Scale‐invariant interstage flow matrices: A comment on Yokomizo et al. (2024)

Yokomizo et al. (2024) recently introduced a novel statistic for matrix population models known as the interstage flow matrix. To calculate the interstage flow matrix, one multiplies the population projection matrix on the right by a diagonal matrix whose diagonal entries are the stable stage distribution. Because the sum of the interstage flow matrix entries equals the stable population growth rate, the flow matrix decomposes stable population growth rate into contributions made by transitions between stages. There are two limitations of the interstage flow matrix. First, naturally abundant stages with individuals of relatively low value, such as seed bank, have undue influence on its entries. In the calculation of interstage flow, a seed gets the same weight as a reproducing adult, which is biologically unrealistic.
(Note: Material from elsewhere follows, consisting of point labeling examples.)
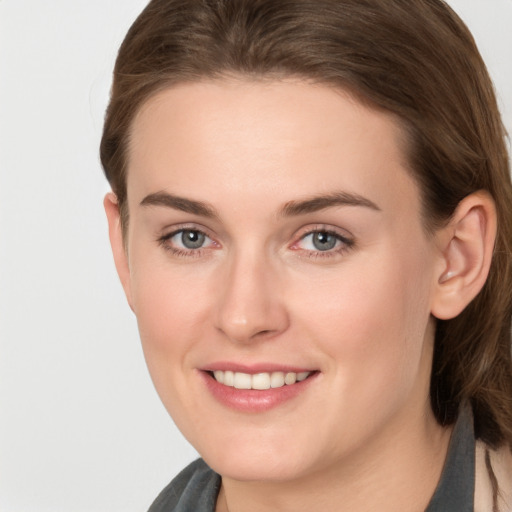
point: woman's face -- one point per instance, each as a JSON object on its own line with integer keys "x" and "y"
{"x": 274, "y": 229}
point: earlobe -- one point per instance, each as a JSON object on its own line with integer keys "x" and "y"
{"x": 115, "y": 232}
{"x": 467, "y": 244}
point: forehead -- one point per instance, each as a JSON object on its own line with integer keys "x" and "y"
{"x": 256, "y": 136}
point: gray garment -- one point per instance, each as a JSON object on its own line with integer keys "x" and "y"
{"x": 196, "y": 488}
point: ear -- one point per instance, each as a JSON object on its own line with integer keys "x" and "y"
{"x": 119, "y": 249}
{"x": 467, "y": 244}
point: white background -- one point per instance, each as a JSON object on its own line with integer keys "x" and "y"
{"x": 81, "y": 428}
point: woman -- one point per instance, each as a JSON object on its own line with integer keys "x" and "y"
{"x": 311, "y": 219}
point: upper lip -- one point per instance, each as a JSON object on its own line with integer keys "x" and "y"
{"x": 254, "y": 368}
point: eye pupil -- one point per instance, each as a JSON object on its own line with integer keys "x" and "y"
{"x": 324, "y": 241}
{"x": 192, "y": 239}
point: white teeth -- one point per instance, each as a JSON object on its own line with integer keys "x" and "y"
{"x": 277, "y": 380}
{"x": 242, "y": 381}
{"x": 259, "y": 381}
{"x": 290, "y": 378}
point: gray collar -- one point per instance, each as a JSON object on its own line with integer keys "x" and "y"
{"x": 456, "y": 489}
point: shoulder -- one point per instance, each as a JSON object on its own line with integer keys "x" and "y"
{"x": 195, "y": 488}
{"x": 501, "y": 463}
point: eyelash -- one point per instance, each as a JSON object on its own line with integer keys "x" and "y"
{"x": 345, "y": 244}
{"x": 163, "y": 241}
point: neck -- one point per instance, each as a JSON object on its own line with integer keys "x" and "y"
{"x": 399, "y": 470}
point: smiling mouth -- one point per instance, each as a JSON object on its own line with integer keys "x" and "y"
{"x": 258, "y": 381}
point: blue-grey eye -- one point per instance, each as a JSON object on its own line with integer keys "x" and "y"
{"x": 324, "y": 241}
{"x": 192, "y": 239}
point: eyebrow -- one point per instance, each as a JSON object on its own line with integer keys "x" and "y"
{"x": 317, "y": 203}
{"x": 180, "y": 203}
{"x": 290, "y": 209}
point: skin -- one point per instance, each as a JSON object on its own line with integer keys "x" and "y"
{"x": 258, "y": 291}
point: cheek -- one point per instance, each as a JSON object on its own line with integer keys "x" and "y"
{"x": 371, "y": 320}
{"x": 171, "y": 308}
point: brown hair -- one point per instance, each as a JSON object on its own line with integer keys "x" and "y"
{"x": 413, "y": 58}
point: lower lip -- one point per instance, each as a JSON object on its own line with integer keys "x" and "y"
{"x": 254, "y": 400}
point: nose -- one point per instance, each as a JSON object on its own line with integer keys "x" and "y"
{"x": 250, "y": 305}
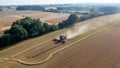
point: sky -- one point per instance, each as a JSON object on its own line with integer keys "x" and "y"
{"x": 34, "y": 2}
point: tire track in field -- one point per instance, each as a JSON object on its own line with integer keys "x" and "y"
{"x": 30, "y": 48}
{"x": 55, "y": 52}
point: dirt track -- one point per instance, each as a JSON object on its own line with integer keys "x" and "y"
{"x": 100, "y": 52}
{"x": 51, "y": 54}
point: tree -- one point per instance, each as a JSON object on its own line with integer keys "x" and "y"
{"x": 18, "y": 33}
{"x": 5, "y": 39}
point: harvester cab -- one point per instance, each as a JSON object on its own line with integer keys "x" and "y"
{"x": 62, "y": 39}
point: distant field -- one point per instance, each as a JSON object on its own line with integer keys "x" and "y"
{"x": 9, "y": 16}
{"x": 83, "y": 52}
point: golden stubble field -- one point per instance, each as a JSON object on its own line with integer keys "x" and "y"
{"x": 49, "y": 17}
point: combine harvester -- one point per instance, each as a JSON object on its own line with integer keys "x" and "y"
{"x": 62, "y": 39}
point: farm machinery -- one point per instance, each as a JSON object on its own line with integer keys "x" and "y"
{"x": 62, "y": 39}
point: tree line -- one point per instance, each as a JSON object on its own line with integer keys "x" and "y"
{"x": 24, "y": 29}
{"x": 28, "y": 28}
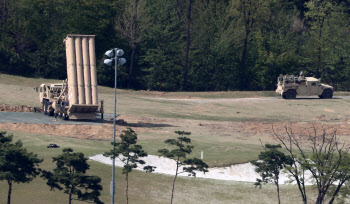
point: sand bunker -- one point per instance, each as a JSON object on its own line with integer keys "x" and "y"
{"x": 239, "y": 172}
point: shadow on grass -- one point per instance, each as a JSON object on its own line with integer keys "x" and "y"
{"x": 314, "y": 98}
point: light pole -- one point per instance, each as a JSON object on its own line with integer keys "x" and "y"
{"x": 116, "y": 53}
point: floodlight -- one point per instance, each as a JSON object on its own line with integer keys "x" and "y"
{"x": 109, "y": 53}
{"x": 108, "y": 62}
{"x": 121, "y": 61}
{"x": 120, "y": 52}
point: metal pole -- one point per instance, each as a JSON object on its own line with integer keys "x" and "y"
{"x": 115, "y": 115}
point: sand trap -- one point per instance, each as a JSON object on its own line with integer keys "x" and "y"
{"x": 240, "y": 172}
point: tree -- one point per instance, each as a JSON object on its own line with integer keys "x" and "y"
{"x": 270, "y": 164}
{"x": 129, "y": 27}
{"x": 248, "y": 14}
{"x": 17, "y": 165}
{"x": 128, "y": 152}
{"x": 329, "y": 161}
{"x": 179, "y": 155}
{"x": 69, "y": 176}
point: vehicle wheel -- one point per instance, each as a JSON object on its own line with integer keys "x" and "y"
{"x": 327, "y": 93}
{"x": 65, "y": 117}
{"x": 291, "y": 94}
{"x": 51, "y": 113}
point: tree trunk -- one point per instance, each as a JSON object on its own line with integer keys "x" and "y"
{"x": 127, "y": 188}
{"x": 133, "y": 43}
{"x": 10, "y": 191}
{"x": 278, "y": 192}
{"x": 188, "y": 43}
{"x": 243, "y": 62}
{"x": 70, "y": 196}
{"x": 172, "y": 190}
{"x": 336, "y": 192}
{"x": 131, "y": 66}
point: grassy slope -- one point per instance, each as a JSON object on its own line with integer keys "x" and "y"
{"x": 219, "y": 149}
Second, it is scale‐dependent, so a simple rescaling of the stages changes the interstage flow matrix. To overcome these limitations, I use balancing, which rescales stages with the stable stage distribution or, alternatively, the reproductive value distribution. I illustrate how balancing alters the interstage flow matrix using a population projection matrix for Arizona cliffrose (Purshia subintegra). Balancing profoundly changes the conclusions about which interstage flows constitute the greatest share of the stable population growth rate. In a broad application, I use Keyfitz's Δ to compare the original and scale invariant versions of the normalized interstage flow matrix for the 6363 primitive matrices in the COMPADRE plant matrix database. Synthesis. The elasticity matrix has a new interpretation as the normalized matrix of interstage flows of total reproductive value. The scale‐invariant form of the normalized interstage flow matrix that uses the stable stage distribution to rescale is a new statistic which may prove useful as an alternative to the elasticity matrix. Comparative analyses benefit by including a scale‐invariant version, such as elasticities, as Yokomizo et al. (2024) have done. Including scale‐invariant forms derived from balancing gives a more complete and robust picture of interstage flows for comparative plant demography.